If we do not build a single house for the next three years, there will still be plenty of shelter for everyone. Every house constructed is just one added to the excess inventory, further delaying recovery.

Unintended Consequences of Low Mortgage Rate
Bernanke on 60 minutes recently openly admitted that he did not see the subprime crisis coming. If he cannot see the obvious, there is no chance that he would understanding some of the consequences of his actions. During the mid 2000s, almost the entire mortgage universe had been refinanced. This included many baby boomers who were at the last half of the 30 yr mortgage they took out when they purchased their home. The refinance bubble that resulted from the irresponsible actions of Greenspan reset the 30 year mortgage clock.
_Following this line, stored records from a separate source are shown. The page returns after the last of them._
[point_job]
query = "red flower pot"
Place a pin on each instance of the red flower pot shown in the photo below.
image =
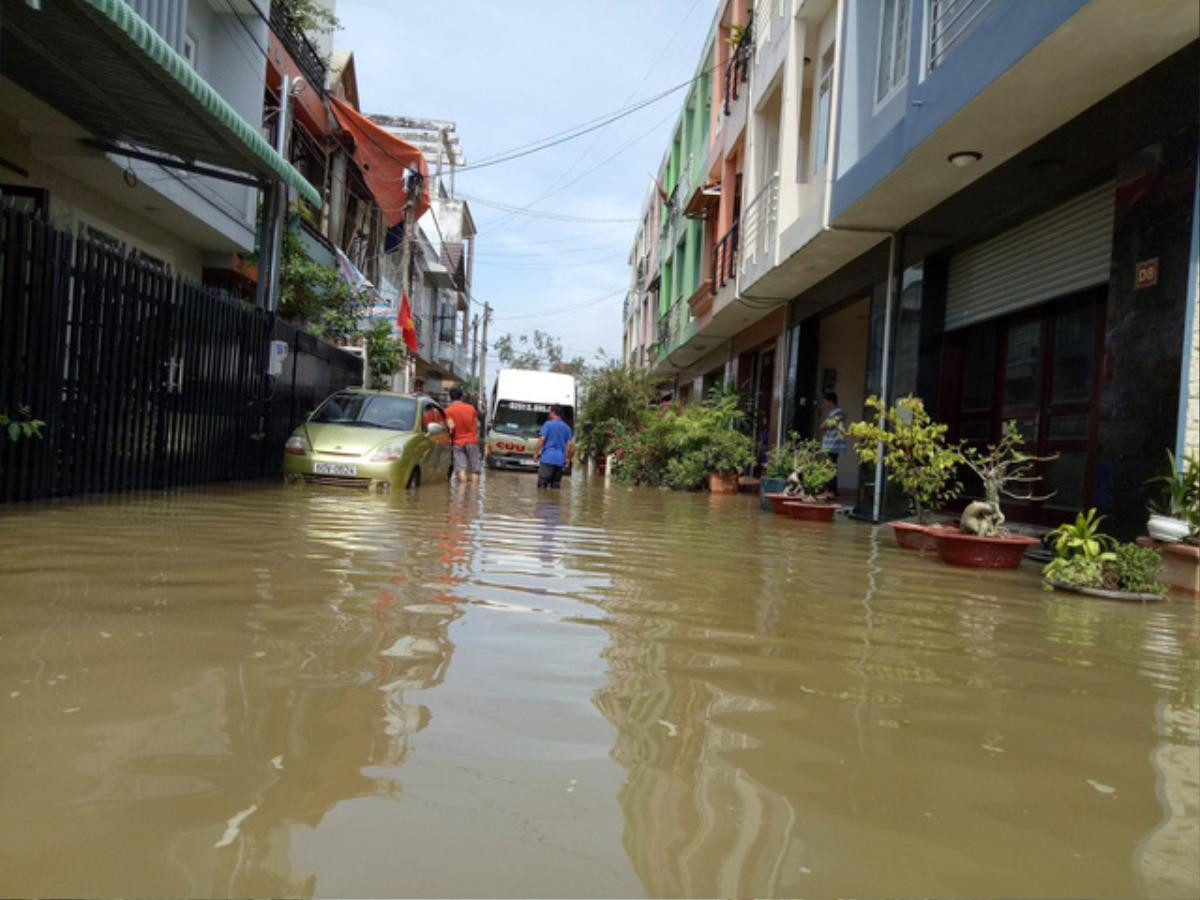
(719, 483)
(777, 503)
(911, 535)
(971, 550)
(810, 511)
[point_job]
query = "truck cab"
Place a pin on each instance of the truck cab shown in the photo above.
(520, 406)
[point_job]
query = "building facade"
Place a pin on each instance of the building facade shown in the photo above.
(990, 205)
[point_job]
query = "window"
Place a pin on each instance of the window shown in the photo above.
(190, 49)
(893, 60)
(825, 103)
(367, 411)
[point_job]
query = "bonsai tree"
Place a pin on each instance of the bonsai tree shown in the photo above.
(1182, 489)
(1005, 471)
(919, 461)
(813, 469)
(781, 459)
(708, 441)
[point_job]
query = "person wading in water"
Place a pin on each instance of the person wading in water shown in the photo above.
(463, 421)
(556, 447)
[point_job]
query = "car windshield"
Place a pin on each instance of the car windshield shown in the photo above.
(525, 420)
(370, 411)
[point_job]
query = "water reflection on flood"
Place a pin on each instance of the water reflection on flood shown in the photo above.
(259, 690)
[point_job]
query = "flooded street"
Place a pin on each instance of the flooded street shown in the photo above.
(257, 690)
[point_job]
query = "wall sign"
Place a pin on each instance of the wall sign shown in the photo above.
(1145, 274)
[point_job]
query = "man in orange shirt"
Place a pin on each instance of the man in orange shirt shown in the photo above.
(463, 421)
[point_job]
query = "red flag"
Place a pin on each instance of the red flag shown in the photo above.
(407, 325)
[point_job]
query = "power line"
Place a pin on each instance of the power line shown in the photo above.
(580, 130)
(555, 189)
(538, 214)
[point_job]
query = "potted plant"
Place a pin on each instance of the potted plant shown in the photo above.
(1174, 527)
(708, 444)
(919, 462)
(725, 453)
(981, 540)
(780, 463)
(1092, 563)
(813, 471)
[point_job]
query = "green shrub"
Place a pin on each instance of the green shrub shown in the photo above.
(915, 450)
(1137, 569)
(813, 467)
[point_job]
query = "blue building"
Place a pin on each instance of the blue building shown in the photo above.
(1020, 180)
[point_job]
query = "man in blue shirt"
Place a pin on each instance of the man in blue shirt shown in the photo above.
(556, 447)
(833, 438)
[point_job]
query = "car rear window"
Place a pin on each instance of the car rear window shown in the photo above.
(370, 411)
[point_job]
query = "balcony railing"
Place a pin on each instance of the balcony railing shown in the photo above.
(759, 219)
(948, 22)
(725, 257)
(300, 47)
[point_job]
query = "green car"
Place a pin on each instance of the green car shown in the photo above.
(373, 439)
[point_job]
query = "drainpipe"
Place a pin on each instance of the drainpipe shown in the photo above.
(886, 375)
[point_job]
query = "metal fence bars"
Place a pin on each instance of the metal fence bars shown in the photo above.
(142, 378)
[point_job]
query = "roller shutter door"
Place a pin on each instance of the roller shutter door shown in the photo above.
(1057, 252)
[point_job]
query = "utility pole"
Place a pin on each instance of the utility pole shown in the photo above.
(483, 357)
(413, 187)
(279, 205)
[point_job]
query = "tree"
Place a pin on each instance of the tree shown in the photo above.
(915, 450)
(309, 16)
(541, 351)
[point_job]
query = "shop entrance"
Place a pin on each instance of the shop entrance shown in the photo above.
(1039, 369)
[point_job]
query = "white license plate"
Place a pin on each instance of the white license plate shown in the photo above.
(334, 468)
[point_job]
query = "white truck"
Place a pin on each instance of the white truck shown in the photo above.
(521, 401)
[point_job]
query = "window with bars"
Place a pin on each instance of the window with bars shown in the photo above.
(893, 58)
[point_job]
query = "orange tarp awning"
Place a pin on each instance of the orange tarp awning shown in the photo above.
(383, 159)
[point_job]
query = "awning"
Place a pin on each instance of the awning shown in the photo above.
(384, 159)
(102, 66)
(703, 201)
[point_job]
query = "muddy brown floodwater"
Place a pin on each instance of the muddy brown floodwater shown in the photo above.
(607, 691)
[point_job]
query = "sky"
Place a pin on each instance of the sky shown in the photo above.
(509, 72)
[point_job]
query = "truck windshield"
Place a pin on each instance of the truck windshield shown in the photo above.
(370, 411)
(525, 420)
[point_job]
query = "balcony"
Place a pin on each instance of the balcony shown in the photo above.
(948, 22)
(760, 217)
(306, 57)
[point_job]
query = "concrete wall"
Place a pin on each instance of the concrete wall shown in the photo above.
(876, 137)
(231, 55)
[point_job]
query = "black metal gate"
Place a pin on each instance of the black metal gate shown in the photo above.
(142, 379)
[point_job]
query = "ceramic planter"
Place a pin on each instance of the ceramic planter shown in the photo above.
(1181, 565)
(810, 511)
(972, 551)
(1167, 528)
(777, 501)
(720, 483)
(912, 535)
(769, 486)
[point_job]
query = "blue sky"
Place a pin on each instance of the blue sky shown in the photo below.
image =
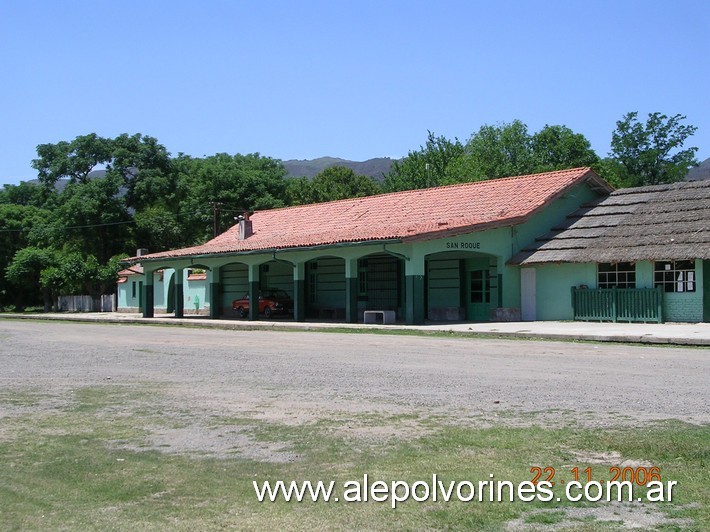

All borrowers looked at was how the refinance lowered their house payment by $xxxx per month, without giving a second thought to the fact that they have also extended the term to a new 30 yr.

Another round of refinancing occurred when Bernanke pushed the rates down to the 4% range. The only borrowers left who have not refinanced are those with no equity and/or are facing foreclosure.

Boomers who are reaching the traditional retirement age find themselves strapped with 25+ years left on their mortgage. Instead of preparing for the mortgage burning party that their parents had when that generation retired, they are wondering how they can make house payments on a lower income upon retirement.

Since this is just the first year of the boomers reaching 65, this is going to be a negative drag on housing for years to come.

Conclusion

2010 was the year of the World Cup of Can Kicking. Greece, Ireland, UK, ECB and of course the US all kicked the can down the road. Unfortunately, the can is heavy and the kickers exhausted. Some type of catastrophic collapse is imminent. These are not predictions, these are facts. We know foreclosures are coming. We know rates have stopped going down. We know the Feds have no announced plans to support or drive mortgage rates down. Unknown is how extreme bailouts may be.

That said, I actually believe it would be positive if there are a few major mishaps. If Greece, or Ireland default on their bonds, it will free them of the ball and chain that hinders recovery. If the US real estate market collapses, may be there will be true fre/fnm reform, may be the builders would be forced to stop building and may be we can be on our way to true sustainable recovery under the new norm, and may be, just may be, Bernanke will resign.